There are, of course, differing opinions. Some, such as Mikey Madison during her work on Anora, have chosen not to work with an intimacy coordinator. Sean Bean suggested the presence of coordinators might disrupt the natural flow of a scene. Many actors, however, have pushed back on that idea. Rachel Zegler publicly defended intimacy coordinators. “Intimacy coordinators establish an environment of safety for actors,” she posted on X. “I was extremely grateful for the one we had on [West Side Story] — they showed grace to a newcomer like myself [and] educated those around me who’ve had years of experience.”

For Amy, having an intimacy coordinator on site “made me feel a lot more comfortable. It felt possible to say if we felt nervous about things and to have boundaries.” 

Taylor Hunt says it’s also about having someone on set who’s on the same page as the actors – and there from the beginning. “Sometimes I’m there cheering people on, I’m hyping them up to be ready for their scene,” he says. “Sometimes people want the opposite from me – they want me to be a grounded rock, a bit more like a bodyguard.”

Are intimacy coordinators mandatory?

It’s not currently a legal requirement to have an intimacy coordinator on set in the UK, but industry expectations are shifting quickly. More productions, especially high-budget film and TV projects, now treat hiring an intimacy coordinator as standard practice whenever scenes involve physical or emotional intimacy. And for several years, the charity Time’s Up has been calling for intimacy coordinators to become mandatory across the industry.

Taylor Hunt says actors should speak up too. “You should think of simulated sex scenes as high risk and as something that needs a specific professional involved,” he says. As such, the presence of an intimacy coordinator shouldn’t be seen as a luxury.

That applies across all levels of production, whether you’re working on a student short or a major TV series. If a production can’t afford a highly experienced coordinator, Taylor Hunt says, there may be newly trained professionals who are more accessible. “Often they are keen to get their teeth into things,” he adds.

 

How to become an intimacy coordinator

Taylor Hunt is clear about one thing: Training is essential. There are lots of places you can do it, including the National Film and Television School and the Royal Conservatoire of Scotland. “Be really clear about what you’re getting from the course and you’re not being ripped off,” he says, “just like you would with any training.”
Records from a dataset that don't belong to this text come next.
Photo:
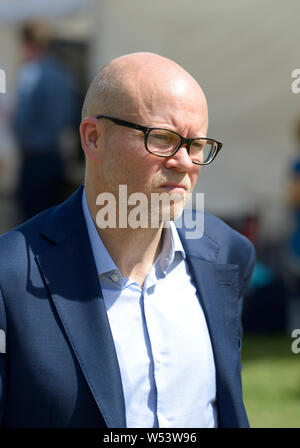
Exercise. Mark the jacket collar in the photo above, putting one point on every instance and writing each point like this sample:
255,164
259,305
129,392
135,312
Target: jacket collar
69,270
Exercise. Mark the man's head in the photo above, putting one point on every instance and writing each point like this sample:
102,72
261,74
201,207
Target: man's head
149,90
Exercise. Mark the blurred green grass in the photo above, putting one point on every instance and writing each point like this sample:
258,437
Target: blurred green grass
271,381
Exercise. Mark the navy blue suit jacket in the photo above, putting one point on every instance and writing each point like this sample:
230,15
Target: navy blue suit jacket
60,368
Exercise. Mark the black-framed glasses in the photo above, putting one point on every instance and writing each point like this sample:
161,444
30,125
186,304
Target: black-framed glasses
165,143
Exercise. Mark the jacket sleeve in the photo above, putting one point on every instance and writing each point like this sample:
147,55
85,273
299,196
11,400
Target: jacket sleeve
3,357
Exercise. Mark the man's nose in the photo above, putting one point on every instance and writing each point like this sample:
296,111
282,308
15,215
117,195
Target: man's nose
180,161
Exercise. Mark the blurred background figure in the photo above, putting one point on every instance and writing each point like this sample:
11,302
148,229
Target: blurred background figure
45,108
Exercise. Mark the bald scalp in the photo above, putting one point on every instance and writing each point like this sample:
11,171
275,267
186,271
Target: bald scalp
113,87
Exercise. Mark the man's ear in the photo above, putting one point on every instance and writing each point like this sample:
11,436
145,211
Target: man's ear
89,135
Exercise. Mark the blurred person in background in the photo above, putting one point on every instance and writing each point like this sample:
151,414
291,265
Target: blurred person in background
125,326
292,255
44,109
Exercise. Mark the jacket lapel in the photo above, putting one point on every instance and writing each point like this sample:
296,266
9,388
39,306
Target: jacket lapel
70,273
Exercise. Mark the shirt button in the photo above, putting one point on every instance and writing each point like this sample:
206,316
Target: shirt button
158,358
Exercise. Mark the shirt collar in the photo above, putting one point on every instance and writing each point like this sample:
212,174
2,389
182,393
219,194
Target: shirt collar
171,246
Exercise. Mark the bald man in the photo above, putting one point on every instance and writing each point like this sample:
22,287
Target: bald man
108,317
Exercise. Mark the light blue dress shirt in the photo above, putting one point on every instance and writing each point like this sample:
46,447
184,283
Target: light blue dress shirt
161,338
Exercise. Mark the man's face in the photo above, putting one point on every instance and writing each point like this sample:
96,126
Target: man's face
176,106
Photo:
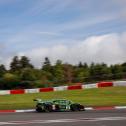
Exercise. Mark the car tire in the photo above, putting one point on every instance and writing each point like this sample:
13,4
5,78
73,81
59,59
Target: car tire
74,107
47,108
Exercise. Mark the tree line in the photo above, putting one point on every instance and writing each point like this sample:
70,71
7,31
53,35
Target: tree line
23,74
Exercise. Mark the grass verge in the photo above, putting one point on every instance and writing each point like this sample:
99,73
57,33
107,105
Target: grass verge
108,96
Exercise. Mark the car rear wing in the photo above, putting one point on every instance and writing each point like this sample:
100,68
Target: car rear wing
37,99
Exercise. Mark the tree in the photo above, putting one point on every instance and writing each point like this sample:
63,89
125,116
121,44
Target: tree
27,74
58,72
10,81
25,63
46,65
68,72
2,70
15,64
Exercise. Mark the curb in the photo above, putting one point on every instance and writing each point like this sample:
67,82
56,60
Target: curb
86,108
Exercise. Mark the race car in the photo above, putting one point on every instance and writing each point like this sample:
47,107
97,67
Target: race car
57,105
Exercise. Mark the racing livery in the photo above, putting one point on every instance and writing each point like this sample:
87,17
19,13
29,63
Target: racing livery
57,105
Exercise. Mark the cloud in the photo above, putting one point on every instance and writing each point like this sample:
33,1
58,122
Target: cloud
110,48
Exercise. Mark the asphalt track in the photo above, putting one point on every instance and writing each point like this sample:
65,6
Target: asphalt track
85,118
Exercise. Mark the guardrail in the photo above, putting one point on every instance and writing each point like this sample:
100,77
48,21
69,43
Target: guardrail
62,88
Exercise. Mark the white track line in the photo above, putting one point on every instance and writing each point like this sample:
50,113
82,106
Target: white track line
62,120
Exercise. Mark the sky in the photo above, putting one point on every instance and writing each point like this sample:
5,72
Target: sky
69,30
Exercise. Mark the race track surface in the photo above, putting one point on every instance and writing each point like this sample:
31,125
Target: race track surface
85,118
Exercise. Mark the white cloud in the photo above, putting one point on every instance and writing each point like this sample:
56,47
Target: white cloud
110,48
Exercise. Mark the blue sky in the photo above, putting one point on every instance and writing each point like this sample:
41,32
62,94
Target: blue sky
63,29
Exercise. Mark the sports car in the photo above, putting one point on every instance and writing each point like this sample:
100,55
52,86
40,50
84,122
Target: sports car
57,105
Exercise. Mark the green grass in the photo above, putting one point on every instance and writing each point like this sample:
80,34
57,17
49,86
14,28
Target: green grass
89,97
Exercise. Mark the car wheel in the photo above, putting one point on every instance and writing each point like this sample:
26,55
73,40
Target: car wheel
47,108
74,107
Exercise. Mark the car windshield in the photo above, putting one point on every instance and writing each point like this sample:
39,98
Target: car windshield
60,102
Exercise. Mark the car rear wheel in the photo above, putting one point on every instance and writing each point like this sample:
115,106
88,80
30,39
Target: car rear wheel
74,107
47,108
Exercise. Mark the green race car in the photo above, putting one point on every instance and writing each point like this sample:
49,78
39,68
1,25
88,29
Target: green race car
57,105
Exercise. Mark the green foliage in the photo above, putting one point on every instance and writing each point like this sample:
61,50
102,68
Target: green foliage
108,96
2,70
22,73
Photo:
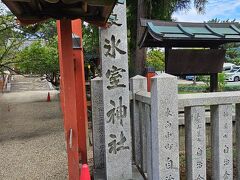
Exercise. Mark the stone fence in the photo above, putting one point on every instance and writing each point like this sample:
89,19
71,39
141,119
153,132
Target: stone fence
155,130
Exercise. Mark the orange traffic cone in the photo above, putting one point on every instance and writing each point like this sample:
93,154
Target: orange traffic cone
48,98
85,175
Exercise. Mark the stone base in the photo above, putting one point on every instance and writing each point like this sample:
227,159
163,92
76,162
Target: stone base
99,174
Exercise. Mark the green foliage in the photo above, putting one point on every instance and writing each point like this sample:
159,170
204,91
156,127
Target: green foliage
155,58
151,9
40,59
10,40
90,38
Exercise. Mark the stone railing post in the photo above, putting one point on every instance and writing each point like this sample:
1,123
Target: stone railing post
98,123
222,160
195,140
237,117
137,83
164,124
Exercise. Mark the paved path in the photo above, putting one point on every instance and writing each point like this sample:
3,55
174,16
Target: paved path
21,83
32,143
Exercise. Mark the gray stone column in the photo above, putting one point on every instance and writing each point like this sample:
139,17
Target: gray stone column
221,119
165,135
149,142
143,133
237,118
137,83
114,56
98,123
195,139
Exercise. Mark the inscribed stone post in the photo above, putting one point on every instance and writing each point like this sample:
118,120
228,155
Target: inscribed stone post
165,138
221,117
195,142
114,58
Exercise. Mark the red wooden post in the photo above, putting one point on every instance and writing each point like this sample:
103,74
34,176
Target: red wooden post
69,95
81,93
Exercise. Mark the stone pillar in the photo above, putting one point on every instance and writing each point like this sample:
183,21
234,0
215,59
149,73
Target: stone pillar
165,136
114,56
221,119
195,142
214,82
149,142
98,123
237,117
144,137
137,83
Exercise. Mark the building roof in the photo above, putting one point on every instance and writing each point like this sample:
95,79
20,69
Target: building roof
182,34
33,11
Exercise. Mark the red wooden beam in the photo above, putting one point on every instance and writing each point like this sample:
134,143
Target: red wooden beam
81,93
68,90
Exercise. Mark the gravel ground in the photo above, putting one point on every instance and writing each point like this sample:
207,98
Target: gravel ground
32,144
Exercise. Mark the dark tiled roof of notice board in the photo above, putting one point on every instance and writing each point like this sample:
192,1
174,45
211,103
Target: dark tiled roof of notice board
33,11
183,34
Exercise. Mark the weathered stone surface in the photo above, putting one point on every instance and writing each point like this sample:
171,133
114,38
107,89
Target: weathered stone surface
195,142
238,138
100,174
149,141
137,83
221,117
114,58
164,114
98,123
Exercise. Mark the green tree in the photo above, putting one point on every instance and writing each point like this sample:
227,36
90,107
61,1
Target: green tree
41,59
155,58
There’s no single path into the profession. Some intimacy coordinators come from a theatre background, bringing experience in movement, choreography, or directing. Others enter through fields such as therapy or counselling. But Taylor Hunt stresses that an interest in the industry and a desire to work within its ecosystem is essential. “You have to be comfortable working with actors [and you] have to have an understanding of character and of script work. You need to be able to run a rehearsal room.”